(Montréal) Le nouvel ambassadeur chinois au Canada menace de « contre-mesures très fermes » si le Parlement adopte une motion visant à imposer des sanctions pour violations présumées des droits de la personne par la Chine à l’encontre des Ouïghours musulmans et des manifestants prodémocratie à Hong Kong.

La Chine a souvent mis en garde contre ce qu’elle considère être de l’ingérence étrangère dans ses affaires intérieures, mais l’ambassadeur Cong Peiwu a durci le ton jeudi à Montréal en affirmant qu’il y aurait des conséquences si le Parlement appuyait une motion devant être déposée au Sénat la semaine prochaine.

Le sénateur conservateur Leo Housakos a récemment annoncé que le sénateur Thanh Hai Ngo déposerait une motion demandant au gouvernement libéral de sanctionner des dirigeants chinois en vertu de la Loi sur la justice pour les victimes de dirigeants étrangers corrompus, aussi connue sous le nom de Loi Magnitski.

La loi, nommée en l’honneur de l’avocat moscovite Sergueï Magnitski, qui a été torturé et qui est mort dans une prison à Moscou après avoir découvert une fraude en Russie, vise les ressortissants étrangers « responsables de violations flagrantes des droits de la personne internationalement reconnus ».

À la suite d’un discours devant le Conseil des relations internationales de Montréal, M. Cong a déclaré que si le Sénat ou la Chambre des communes adoptait la motion, « il s’agirait immédiatement d’une violation très grave des affaires intérieures chinoises sous le prétexte des droits de la personne ou de la démocratie ».

Il a soutenu qu’il en résulterait « des contre-mesures très fermes ».

« Ce n’est pas dans l’intérêt du Canada, a-t-il ajouté.

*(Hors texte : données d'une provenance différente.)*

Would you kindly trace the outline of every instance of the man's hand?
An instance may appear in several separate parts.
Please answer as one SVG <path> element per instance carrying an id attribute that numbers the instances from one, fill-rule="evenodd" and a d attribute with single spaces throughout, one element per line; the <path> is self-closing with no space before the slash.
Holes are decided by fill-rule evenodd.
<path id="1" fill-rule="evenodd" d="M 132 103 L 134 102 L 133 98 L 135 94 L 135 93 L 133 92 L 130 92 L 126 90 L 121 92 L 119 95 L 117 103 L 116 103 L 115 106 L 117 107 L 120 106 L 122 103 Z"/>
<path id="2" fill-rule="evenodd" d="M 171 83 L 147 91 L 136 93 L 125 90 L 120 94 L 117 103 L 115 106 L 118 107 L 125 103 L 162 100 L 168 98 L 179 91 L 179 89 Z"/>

Nous espérons qu’ils vont arrêter ce genre d’activité dangereuse. »

Dans une déclaration transmise par courriel, le sénateur Housakos a indiqué que les commentaires de l’ambassadeur illustrent la raison pour laquelle sa motion est nécessaire.

« Le vrai danger est que plus nous les apaisons, plus on leur donne du courage, a-t-il déclaré. Il est temps que le Canada se tienne debout pour défendre nos valeurs. Soit nous sommes des défenseurs de la démocratie, des droits de la personne et de la primauté du droit, soit nous ne le sommes pas. »

Après son discours, M. Cong a qualifié de « fausses nouvelles » les informations publiées dans des médias du monde entier selon lesquelles la Chine détiendrait des centaines de milliers de musulmans sur le territoire du Xinjiang, la patrie des Ouïghours, dans des centres de rééducation idéologique et comportementale.

Le gouvernement chinois met en place des « mesures préventives de lutte contre le terrorisme » qui assurent la sécurité du pays, a-t-il dit. « Depuis trois ans (il n’y a eu) aucun incident terroriste violent », a-t-il affirmé.

Des documents secrets qui ont été coulés à un consortium d’agences de presse et qui ont été publiés le mois dernier ont révélé une stratégie du gouvernement chinois visant à interner des minorités ethniques afin de les endoctriner et à modifier la langue qu’ils parlent.

« Ils confirment qu’il s’agit d’une forme de génocide culturel, a tranché Adrian Zenz, l’un des principaux experts en matière de sécurité dans l’extrême ouest du Xinjiang, à l’Associated Press. Cela montre vraiment que depuis le début, le gouvernement chinois avait un plan. »

M. Cong a balayé ces informations du revers de la main et a lancé que « les faits parlent d’eux-mêmes ». Plus de 2,4 millions de touristes ont visité le Xinjiang l’an dernier, a-t-il déclaré. « Et ils ont beaucoup aimé. »

Le Congrès américain a approuvé mercredi par une écrasante majorité un projet de loi visant à dénoncer vigoureusement la répression des minorités ethniques musulmanes par Pékin, moins d’une semaine après la signature par le président Donald Trump d’une loi sur les droits de la personne à Hong Kong.

La loi sur la politique des droits de la personne des Ouïghours dénonce la détention d’environ un million de Ouïghours, de Kazakhs et d’autres personnes dans le Xinjiang, où vivent des groupes minoritaires à prédominance musulmane. Il faudrait que le Département d’État détermine si des responsables chinois répondent aux critères pour l’imposition de sanctions pour leur rôle dans la mise en œuvre de politiques oppressives.

Les relations entre le Canada et la Chine sont particulièrement tendues depuis le 1er décembre 2018, lorsque la GRC a arrêté Meng Wanzhou, une haute dirigeante de la société Huawei, à l’aéroport de Vancouver, à la demande des États-Unis.

Quelques jours plus tard, deux Canadiens — Michael Spavor et Michael Kovrig — ont été arrêtés en Chine pour de prétendues raisons de sécurité nationale, et les deux hommes sont encore détenus dans ce pays.